Examples of extrapyramidal or parkinsonian signs are: akathisia
(restlessness), dystonia, tremors, rigidity, bradykinesia, masked
face, lack of automatic body movements. Neuroleptic-induced
parkinsonism, occurs in 12-45% of patients, especially in
elderly, per Casey (1993). The bradykinesia and muscle rigidity
may be the cause of the oropharyngeal dysphagia and
aspiration, speculated Sokoloff & Pavlakovic (1997). The side-
effects may occur at very low doses, but become more severe at
higher doses.
There are many case reports in the literature of neuroleptics
causing dysphagia. Sokoloff & Pavlakovic (1997) presented a
case of a patient with dementia whose symptoms of agitation
were not controlled by his baseline Haldol and Thioridazine, and
he was changed to Loxapine, which was increased to 5mg two
times a day. After a week, the patient started choking and
became congested. The Modified Barium Swallow Study (MBSS
or videofluoroscopy) showed: reduced mastication, tongue
pumping, reduced tongue range of motion, reduced tongue base
movement (likely due to rigidity), reduced bolus control,
delayed initiation of pharyngeal swallow, reduced laryngeal
movement, residue in valleculae and pyriforms after the swallow
with penetration on this residue, and silent aspiration on thin
liquids. The repeat study over 2 weeks after medication was
discontinued showed significant improvements.
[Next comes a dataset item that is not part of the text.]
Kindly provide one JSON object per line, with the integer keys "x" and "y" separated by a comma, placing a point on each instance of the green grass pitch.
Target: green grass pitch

Sliwa & Lis (1993), Dziewas, et al. (2007), and Hughes, et al.
(1994) showed similar issues with Haldol, with dysphagia
complicated by aspiration pneumonia and weight loss. Hughes
(1994) also noted that haloperidol produced a bradykinesia of
the swallowing process. The MBSS showed: poor bolus control,
reduced laryngeal elevation, decreased epiglottic inversion,
reduced cricopharyngeal opening, residue in the pyriforms, and
aspiration with liquids. Similar to many case reports, the repeat
MBSS two weeks after the removal of Haloperidol showed a
resolution of the dysphagia.
Unfortunately, many studies regarding neuroleptic drug-
induced dysphagia are case studies only. As noted by
Aldridge & Taylor’s systematic review in 2012, when excluding
commentaries and single case reports, most studies do not
use instrumental assessments to determine the
frequency of dysphagia in this population of adults with
mental illness. Only one study in 1969 by Hussar, et al. used
“cineradiographic evaluation of swallowing with thin barium
mixture,” and they found 46% of patients with schizophrenia
had dysphagia (Aldridge & Taylor, 2012, page 128). Many other
studies, using only interviews and retrospective analysis of
medical records, of course found lower incidences of dysphagia
(17-19%).
What do you think of when you hear Haldol?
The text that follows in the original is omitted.